By some measures, 2023 was a volatile year for Asheville-area media — the good kind of volatile. Several local outlets surged their news operations, bringing new resources, programs and reporters into the mix. Here are some highlights from a year that suffered no lack of local issues begging for media and public scrutiny.

  • As part of a self-declared “Big Switch” to a “news-forward footing,” Asheville-based Blue Ridge Public Radio ramped up its reporting staff. Among the organization’s many hires, in May, veteran North Carolina journalist Laura Lee became news director; in June, Laura Hackett came on board to cover Asheville and Buncombe; in October, Jose Sandoval joined as afternoon host and reporter; and that same month, Felicia Sonmez was introduced as the radio’s growth and development reporter. Now, breaking news: National nonprofit Report for America announced in early December that WCQS has been awarded the services of an early career journalist, whose work RFA will co-fund.
  • In March, longtime local journalist Karen Chávez was named executive editor of both the Asheville Citizen Times and the Hendersonville Times-News. She began with the Citizen Times in 2000 and served in several editorial positions before becoming “the first Latina in the newspaper’s more than 150-year history to lead the newsroom,” the newspaper noted.
  • February brought the debut of “The Overlook with Matt Peiken,” a thrice-weekly podcast by local radio veteran Matt Peiken, formerly of Blue Ridge Public Radio. On the program, Peiken showcases a variety of artistic, political and journalistic voices from “the growing, complicated city of Asheville.”
  • Asheville Watchdog, the nonprofit investigative online outlet launched in 2020, extended its mounting reportorial coverage with work such as the 12-part series “Down Town,” which explored Asheville’s concerns with homelessness, mental health services, crime and public safety over the summer. The series was a finalist for the Institute for Nonprofit News’ 2023 Best Investigative Journalism Award. Meanwhile, the N.C. Press Association awarded the series a first-place finish for its News Enterprise Reporting category. Asheville Watchdog earned six additional NCPA awards this year. The online outlet also added investigative journalist Andrew R. Jones to its staff and welcomed Keith Campbell as its managing editor. Reporter John Reinan also joined the Watchdog team.
  • Asheville Blade, which describes itself as “a leftist local news co-op focusing on hard-hitting journalism, in-depth investigation and sharp views from our city,” became national news this summer as trespassing charges against two Blade reporters, Matilda Bliss and Veronica Coit (who were reporting on a public park clearing by Asheville police) wended through the courts. The case raised hotly debated questions about First Amendment and local press freedoms. Stay tuned: For the second time, the reporters are appealing their trespassing convictions.

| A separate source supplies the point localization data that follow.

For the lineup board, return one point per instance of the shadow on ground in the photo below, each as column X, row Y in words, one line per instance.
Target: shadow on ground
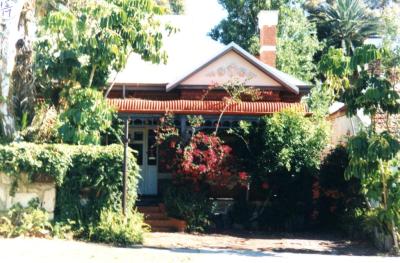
column 260, row 244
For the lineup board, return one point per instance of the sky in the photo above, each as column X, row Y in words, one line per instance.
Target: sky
column 204, row 14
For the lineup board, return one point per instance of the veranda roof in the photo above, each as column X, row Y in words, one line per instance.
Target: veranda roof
column 245, row 108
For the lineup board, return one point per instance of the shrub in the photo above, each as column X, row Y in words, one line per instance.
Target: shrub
column 200, row 159
column 88, row 178
column 116, row 229
column 26, row 221
column 282, row 156
column 87, row 116
column 189, row 203
column 338, row 197
column 94, row 182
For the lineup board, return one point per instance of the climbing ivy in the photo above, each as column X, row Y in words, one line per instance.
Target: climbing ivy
column 369, row 79
column 88, row 178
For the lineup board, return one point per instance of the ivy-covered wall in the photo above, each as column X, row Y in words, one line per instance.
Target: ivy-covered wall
column 87, row 178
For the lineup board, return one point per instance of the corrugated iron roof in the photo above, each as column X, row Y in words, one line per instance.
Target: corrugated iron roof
column 202, row 107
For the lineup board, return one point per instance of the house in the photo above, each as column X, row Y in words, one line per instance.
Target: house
column 144, row 92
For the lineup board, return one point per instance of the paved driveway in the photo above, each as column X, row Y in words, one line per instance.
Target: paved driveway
column 60, row 251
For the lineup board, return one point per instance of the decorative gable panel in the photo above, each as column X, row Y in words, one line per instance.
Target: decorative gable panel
column 230, row 66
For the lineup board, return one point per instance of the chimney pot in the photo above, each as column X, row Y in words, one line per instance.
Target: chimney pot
column 267, row 23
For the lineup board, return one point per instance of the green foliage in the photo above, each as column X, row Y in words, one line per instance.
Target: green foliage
column 345, row 24
column 22, row 92
column 374, row 160
column 82, row 42
column 87, row 116
column 319, row 101
column 119, row 230
column 297, row 41
column 94, row 182
column 88, row 178
column 287, row 141
column 338, row 197
column 29, row 221
column 372, row 75
column 188, row 203
column 44, row 126
column 35, row 159
column 282, row 155
column 363, row 81
column 176, row 7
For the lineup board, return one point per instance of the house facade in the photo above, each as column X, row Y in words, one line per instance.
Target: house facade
column 188, row 85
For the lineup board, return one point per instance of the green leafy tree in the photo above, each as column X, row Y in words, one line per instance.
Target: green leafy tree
column 282, row 155
column 345, row 24
column 86, row 117
column 176, row 7
column 84, row 41
column 297, row 44
column 297, row 41
column 369, row 78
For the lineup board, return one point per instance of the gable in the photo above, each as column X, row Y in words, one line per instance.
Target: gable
column 228, row 67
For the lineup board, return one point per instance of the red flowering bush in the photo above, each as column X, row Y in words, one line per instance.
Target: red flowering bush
column 202, row 159
column 206, row 159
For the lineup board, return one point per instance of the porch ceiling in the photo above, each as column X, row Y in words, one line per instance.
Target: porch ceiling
column 202, row 107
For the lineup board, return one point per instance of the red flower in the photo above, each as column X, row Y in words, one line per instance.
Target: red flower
column 202, row 168
column 172, row 144
column 243, row 176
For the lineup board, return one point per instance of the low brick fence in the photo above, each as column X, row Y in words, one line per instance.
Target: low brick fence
column 42, row 187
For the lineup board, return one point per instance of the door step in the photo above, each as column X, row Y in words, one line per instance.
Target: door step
column 157, row 218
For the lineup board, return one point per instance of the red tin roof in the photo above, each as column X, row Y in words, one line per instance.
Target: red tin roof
column 202, row 107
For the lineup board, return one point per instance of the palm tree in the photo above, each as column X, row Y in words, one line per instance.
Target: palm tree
column 346, row 24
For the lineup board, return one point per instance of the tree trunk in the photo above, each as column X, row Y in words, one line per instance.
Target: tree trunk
column 9, row 34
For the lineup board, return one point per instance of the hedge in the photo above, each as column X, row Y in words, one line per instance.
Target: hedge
column 88, row 178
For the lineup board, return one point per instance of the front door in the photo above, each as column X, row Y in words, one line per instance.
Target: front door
column 143, row 141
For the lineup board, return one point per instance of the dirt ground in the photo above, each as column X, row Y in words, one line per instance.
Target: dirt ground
column 299, row 243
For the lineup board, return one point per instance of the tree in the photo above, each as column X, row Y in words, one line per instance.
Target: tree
column 369, row 78
column 345, row 24
column 87, row 116
column 81, row 43
column 176, row 7
column 297, row 40
column 297, row 44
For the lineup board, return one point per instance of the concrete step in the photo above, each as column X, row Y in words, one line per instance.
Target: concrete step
column 155, row 215
column 177, row 225
column 163, row 229
column 149, row 209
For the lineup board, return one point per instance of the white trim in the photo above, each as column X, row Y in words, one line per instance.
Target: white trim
column 267, row 18
column 272, row 72
column 267, row 48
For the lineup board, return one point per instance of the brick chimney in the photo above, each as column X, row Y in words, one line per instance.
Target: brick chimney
column 267, row 22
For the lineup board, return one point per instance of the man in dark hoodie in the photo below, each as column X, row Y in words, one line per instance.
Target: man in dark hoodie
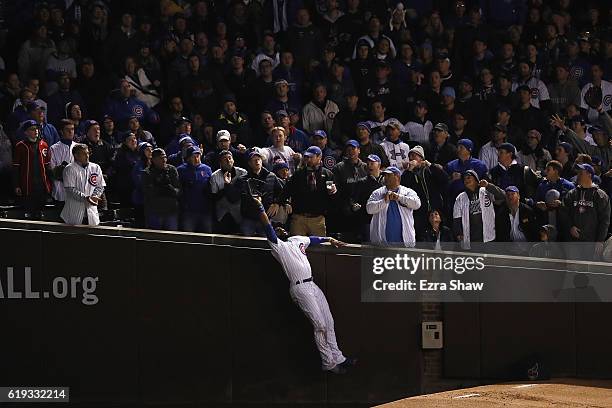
column 509, row 173
column 429, row 181
column 601, row 136
column 196, row 215
column 212, row 159
column 347, row 174
column 366, row 147
column 587, row 212
column 363, row 191
column 515, row 222
column 161, row 187
column 262, row 183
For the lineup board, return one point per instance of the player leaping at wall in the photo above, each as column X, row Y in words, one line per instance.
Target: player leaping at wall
column 290, row 252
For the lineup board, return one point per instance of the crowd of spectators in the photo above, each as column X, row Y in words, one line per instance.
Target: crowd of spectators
column 449, row 122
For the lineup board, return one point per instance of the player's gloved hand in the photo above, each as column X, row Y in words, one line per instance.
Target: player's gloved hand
column 273, row 210
column 336, row 244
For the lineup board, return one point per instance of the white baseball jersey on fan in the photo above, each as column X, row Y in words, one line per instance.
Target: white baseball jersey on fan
column 539, row 91
column 397, row 153
column 79, row 183
column 60, row 152
column 291, row 254
column 606, row 100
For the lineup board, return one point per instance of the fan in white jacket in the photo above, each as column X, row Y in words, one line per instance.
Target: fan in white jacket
column 396, row 150
column 313, row 117
column 393, row 204
column 84, row 185
column 474, row 208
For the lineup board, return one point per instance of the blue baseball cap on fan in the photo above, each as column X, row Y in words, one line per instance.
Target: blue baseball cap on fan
column 313, row 151
column 321, row 133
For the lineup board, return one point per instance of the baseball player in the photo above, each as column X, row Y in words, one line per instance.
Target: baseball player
column 61, row 156
column 290, row 252
column 83, row 185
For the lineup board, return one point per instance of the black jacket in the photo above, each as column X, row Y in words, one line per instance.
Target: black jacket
column 589, row 210
column 304, row 200
column 267, row 186
column 346, row 177
column 430, row 185
column 161, row 189
column 527, row 223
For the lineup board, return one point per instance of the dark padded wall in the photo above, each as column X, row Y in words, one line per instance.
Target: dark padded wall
column 196, row 322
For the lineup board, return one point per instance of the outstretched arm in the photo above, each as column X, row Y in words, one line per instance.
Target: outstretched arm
column 263, row 217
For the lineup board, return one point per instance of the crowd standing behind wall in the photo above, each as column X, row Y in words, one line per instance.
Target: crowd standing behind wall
column 469, row 121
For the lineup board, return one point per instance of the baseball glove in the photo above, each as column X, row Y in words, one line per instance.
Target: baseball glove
column 593, row 97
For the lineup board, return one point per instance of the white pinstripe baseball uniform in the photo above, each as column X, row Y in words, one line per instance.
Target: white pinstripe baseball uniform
column 60, row 152
column 291, row 254
column 79, row 183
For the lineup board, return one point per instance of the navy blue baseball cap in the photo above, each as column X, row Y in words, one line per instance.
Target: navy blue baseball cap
column 503, row 108
column 144, row 145
column 158, row 152
column 586, row 167
column 352, row 142
column 313, row 151
column 392, row 170
column 512, row 189
column 90, row 123
column 185, row 138
column 279, row 165
column 192, row 150
column 509, row 147
column 364, row 125
column 254, row 153
column 566, row 146
column 471, row 173
column 178, row 122
column 32, row 106
column 25, row 125
column 467, row 143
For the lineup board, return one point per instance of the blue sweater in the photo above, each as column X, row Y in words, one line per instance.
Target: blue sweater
column 194, row 187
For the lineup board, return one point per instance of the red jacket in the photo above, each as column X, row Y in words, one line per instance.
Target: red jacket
column 26, row 156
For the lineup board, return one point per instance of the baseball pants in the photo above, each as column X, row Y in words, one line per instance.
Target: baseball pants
column 312, row 301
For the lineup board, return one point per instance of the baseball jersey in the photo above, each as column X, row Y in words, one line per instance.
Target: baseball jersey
column 539, row 91
column 419, row 132
column 397, row 153
column 79, row 183
column 272, row 154
column 60, row 152
column 291, row 254
column 606, row 100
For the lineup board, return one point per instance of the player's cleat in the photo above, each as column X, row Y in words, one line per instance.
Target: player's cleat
column 338, row 369
column 348, row 363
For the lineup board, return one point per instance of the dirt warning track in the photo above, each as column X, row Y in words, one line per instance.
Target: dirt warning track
column 554, row 393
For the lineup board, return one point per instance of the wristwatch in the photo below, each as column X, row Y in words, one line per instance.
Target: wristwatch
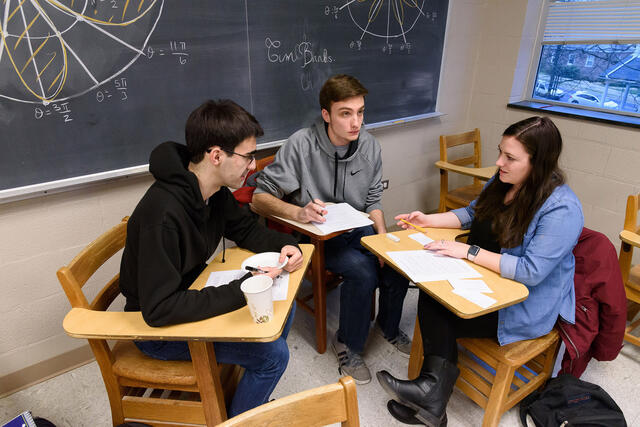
column 472, row 253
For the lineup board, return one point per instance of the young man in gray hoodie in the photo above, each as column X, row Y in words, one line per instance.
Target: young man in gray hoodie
column 335, row 160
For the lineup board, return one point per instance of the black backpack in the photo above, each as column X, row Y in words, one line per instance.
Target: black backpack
column 569, row 402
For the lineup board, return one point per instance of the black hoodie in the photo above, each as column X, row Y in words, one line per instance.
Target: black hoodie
column 171, row 234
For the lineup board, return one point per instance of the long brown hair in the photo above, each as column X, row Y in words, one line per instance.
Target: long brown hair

  • Don’t stop the presses: After announcing in November that it might have to cease publishing, The Fairview Town Crier, a free monthly newspaper that has covered the community for 26 years, said in its December issue that after making two key hires, “The Crier will live on.”

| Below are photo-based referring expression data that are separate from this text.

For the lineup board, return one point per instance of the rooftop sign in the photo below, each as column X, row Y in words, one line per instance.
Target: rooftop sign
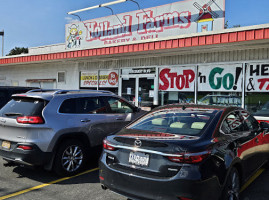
column 170, row 20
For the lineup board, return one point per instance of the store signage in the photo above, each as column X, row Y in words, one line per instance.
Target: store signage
column 177, row 78
column 222, row 78
column 109, row 78
column 170, row 20
column 131, row 71
column 257, row 77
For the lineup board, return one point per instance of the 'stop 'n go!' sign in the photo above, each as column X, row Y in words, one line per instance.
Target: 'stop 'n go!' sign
column 177, row 79
column 222, row 78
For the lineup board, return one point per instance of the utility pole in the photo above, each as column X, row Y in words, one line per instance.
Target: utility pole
column 2, row 34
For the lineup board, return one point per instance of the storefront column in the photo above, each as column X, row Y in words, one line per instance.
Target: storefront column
column 196, row 85
column 120, row 83
column 136, row 90
column 244, row 69
column 156, row 88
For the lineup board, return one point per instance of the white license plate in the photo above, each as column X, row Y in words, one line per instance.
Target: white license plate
column 6, row 144
column 138, row 158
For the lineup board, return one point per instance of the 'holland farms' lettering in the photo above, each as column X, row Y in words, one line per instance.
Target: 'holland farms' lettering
column 104, row 31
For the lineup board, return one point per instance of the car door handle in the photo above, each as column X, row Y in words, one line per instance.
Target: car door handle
column 85, row 120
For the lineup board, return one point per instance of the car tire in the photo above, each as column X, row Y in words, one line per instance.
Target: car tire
column 232, row 187
column 70, row 158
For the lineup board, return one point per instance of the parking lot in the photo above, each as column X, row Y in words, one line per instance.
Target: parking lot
column 24, row 183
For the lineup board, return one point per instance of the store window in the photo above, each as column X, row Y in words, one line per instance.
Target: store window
column 257, row 103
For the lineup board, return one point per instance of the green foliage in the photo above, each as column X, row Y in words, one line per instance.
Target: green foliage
column 17, row 51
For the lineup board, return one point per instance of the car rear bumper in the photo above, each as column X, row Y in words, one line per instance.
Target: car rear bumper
column 34, row 157
column 137, row 187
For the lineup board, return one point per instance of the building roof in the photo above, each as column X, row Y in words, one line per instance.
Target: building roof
column 242, row 37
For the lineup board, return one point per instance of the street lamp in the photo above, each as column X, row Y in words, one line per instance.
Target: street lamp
column 2, row 34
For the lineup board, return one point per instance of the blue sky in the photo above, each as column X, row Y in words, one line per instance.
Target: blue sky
column 31, row 23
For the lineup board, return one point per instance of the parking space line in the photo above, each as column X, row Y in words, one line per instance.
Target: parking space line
column 46, row 184
column 256, row 175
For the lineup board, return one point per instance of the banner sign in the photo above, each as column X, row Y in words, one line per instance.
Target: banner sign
column 134, row 71
column 257, row 78
column 185, row 17
column 222, row 78
column 177, row 78
column 109, row 78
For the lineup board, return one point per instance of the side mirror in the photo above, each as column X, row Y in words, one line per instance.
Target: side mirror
column 264, row 126
column 137, row 109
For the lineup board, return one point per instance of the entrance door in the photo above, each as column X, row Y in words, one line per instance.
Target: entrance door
column 145, row 92
column 128, row 89
column 138, row 90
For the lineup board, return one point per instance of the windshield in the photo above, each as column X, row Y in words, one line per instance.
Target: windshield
column 23, row 107
column 220, row 100
column 175, row 121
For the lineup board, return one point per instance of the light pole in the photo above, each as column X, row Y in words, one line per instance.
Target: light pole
column 2, row 34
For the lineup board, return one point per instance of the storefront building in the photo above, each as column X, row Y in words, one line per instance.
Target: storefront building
column 191, row 59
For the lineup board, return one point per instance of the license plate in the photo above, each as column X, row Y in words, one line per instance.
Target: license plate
column 6, row 144
column 138, row 158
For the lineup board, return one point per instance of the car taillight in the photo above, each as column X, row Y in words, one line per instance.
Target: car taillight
column 25, row 147
column 108, row 146
column 30, row 120
column 189, row 157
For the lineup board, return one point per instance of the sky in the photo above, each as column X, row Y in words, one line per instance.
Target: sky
column 32, row 23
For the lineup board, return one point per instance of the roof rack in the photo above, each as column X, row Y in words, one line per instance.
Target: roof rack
column 42, row 90
column 59, row 91
column 81, row 91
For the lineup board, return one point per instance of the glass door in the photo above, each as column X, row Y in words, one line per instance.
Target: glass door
column 146, row 92
column 128, row 89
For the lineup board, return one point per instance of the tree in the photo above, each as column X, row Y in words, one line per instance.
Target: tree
column 17, row 51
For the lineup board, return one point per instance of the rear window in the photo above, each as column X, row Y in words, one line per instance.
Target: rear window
column 175, row 121
column 23, row 107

  • Angie Newsome, founder and executive director of Carolina Public Press left the organization in October. Newsome was replaced by Kara Andrade, who left shortly after taking over. Amid the changes, former Managing Editor Frank Taylor rejoined CPP in his previous role and Lisa Lopez assumed the role of interim executive director. The organization also won 14 NCPA awards.
  • Xpress welcomed two new reporters, Greg Parlier and Chase Davis, to the news team this year. Meanwhile, Lisa Allen came on as an editor. Reporters Justin McGuire and Jessica Wakeman both received NCPA awards this year: McGuire earned a first-place finish for Sports Feature Writing; Wakeman won two third-place finishes for Editorial Ledes as well as News Feature Writing. Reporter Brooke Randle received an honorable mention by the Association of Alternative Newsmedia for Election Coverage.

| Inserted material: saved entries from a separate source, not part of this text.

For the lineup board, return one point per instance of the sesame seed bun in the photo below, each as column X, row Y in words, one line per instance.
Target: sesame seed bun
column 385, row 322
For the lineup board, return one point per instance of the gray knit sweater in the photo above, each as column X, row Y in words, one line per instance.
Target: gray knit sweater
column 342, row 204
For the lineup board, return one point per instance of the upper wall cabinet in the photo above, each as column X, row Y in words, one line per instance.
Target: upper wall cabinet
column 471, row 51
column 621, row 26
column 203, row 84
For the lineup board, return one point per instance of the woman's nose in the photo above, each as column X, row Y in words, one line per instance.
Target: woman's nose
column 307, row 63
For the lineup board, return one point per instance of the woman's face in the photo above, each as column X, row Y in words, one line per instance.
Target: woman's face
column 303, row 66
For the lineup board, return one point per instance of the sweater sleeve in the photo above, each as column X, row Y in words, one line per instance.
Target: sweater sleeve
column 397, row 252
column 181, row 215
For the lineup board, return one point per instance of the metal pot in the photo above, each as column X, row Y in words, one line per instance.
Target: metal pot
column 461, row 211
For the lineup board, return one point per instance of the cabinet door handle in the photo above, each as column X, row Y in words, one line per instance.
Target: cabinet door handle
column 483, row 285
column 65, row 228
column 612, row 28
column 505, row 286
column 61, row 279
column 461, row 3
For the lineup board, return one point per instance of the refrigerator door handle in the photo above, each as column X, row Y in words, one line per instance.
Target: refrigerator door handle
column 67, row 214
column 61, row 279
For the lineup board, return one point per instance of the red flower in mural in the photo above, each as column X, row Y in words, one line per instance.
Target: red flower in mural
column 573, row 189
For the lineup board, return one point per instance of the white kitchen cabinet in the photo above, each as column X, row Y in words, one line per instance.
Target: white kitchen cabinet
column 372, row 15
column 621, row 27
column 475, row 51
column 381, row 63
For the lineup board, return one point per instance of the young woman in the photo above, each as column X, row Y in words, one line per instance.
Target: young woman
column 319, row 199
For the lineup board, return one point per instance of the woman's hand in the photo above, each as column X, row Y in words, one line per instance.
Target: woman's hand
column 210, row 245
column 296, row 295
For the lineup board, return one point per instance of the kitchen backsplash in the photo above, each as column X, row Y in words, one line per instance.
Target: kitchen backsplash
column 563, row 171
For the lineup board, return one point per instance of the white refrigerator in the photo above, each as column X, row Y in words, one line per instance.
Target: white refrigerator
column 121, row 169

  • Raise a glass for Tony Kiss: No recap of 2023’s comings and goings in our mediascape would be complete without noting the death, in August, of this local media icon. The 68-year-old journalist was nigh synonymous with Asheville’s brewing industry, which he helped catapult as “The Beer Guy,” one of his many reportorial guises for the Asheville Citizen Times (and later as “Carolina Beer Guy” for Xpress). Kiss was remembered for his tremendous personality and deep imprint on Asheville’s arts, culture and journalism.

Thanks for reading through to the end…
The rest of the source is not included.